"WAFL writes data in a round-robin fashion to the RAID groups in a volume. Data is written to one RAID group at a time, one per consistency point.
It looks like there are notes in the course you took that need updating. Sorry about that.
This was true in the earlier MV/MR capable ONTAP microkernels circa 5.0, but this isn't how things have worked for some time (around two years would be my guess). The above methodology created performance issues when one RAID group in the system was of dimunitive proportions. Things now work in a much more balanced manner across all the RAID groups in a volume, virtually eliminating the need for customers to be overly concerned with or even aware of such matters, which is of course how it should be.
o Is it even a good idea to have more than one RAID group per volume?
The rule of thumb is that the filer's defaults rock. Unless there is something particularly exceptional or peculiar in your environment, I'd leave them alone and just let Data ONTAP do its job. It's an expert! :-)

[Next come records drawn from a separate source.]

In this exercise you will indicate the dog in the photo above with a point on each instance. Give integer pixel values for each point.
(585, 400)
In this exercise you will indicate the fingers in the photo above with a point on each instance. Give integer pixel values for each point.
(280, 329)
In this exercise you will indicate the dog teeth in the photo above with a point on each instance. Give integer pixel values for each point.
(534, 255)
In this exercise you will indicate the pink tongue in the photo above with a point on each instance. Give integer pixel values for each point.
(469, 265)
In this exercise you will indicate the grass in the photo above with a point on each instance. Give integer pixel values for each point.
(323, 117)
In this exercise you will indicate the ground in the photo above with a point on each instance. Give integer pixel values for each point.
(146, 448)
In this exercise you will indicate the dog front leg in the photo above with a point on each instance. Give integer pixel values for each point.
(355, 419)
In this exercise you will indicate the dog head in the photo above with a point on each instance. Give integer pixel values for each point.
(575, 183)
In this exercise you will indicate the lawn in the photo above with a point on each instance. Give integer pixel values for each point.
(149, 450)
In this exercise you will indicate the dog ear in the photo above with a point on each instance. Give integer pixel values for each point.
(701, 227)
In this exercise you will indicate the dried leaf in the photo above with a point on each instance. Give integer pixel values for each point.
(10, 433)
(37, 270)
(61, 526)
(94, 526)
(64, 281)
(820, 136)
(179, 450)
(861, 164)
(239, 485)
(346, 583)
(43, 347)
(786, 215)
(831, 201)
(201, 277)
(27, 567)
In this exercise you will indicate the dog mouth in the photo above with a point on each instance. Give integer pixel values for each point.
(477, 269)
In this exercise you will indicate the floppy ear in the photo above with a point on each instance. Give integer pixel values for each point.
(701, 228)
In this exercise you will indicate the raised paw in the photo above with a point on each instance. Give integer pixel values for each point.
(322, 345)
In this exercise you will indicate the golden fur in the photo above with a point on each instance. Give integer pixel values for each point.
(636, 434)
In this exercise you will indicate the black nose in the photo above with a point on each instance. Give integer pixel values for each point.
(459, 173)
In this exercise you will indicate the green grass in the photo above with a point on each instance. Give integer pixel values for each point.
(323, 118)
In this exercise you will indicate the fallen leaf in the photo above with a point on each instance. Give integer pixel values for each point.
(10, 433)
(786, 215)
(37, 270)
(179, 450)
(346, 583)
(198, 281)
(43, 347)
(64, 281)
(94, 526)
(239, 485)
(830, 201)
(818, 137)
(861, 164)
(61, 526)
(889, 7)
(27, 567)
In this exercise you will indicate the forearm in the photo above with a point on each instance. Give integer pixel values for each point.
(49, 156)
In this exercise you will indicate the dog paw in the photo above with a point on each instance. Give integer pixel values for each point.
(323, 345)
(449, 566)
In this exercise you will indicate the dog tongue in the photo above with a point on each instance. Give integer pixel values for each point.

Say I fill up a volume on a 14-disk RAID group (12d+1p+1hs), and then I add two more shelves (13d+1p) in another RAID group to expand this volume. (This gets rid of the RAID group size imbalance that will definitely result in poorer performance, which is the next subject discussed after the quote above.) Say I continue to add data to the volume, and as is likely, the last added data is probably the most often used. Will I have a "hot spot" in the second RAID group with the consistency points, since I'll be doing lots of reads and writes to the new data and very little to the old data?
Probably for a while, but it's not really as simple as this. As time goes by, WAFL's copy-on-write habits would tend to "move" data that is in the first RAID group out into the second, at least for a while. For example, the metadata associated with the "old data", inodes that contain changing last access times, metadata files in general and the pointer blocks that track them and so forth, would tend to be hauled out into more spacious surrounds as WAFL's tree-'o-blocks structure changes. Even such things as snapshots cycling out of the system would likely create some decent expanses of room in that first RAID group not long after the second was added. There's all kind of things to consider, but in the vast majority of scenarios you should ultimately wind up with a very well automagically balanced state of affairs.
I believe your other questions were made moot by my telling you that the old round-robin algorithms are a thing of the distant past?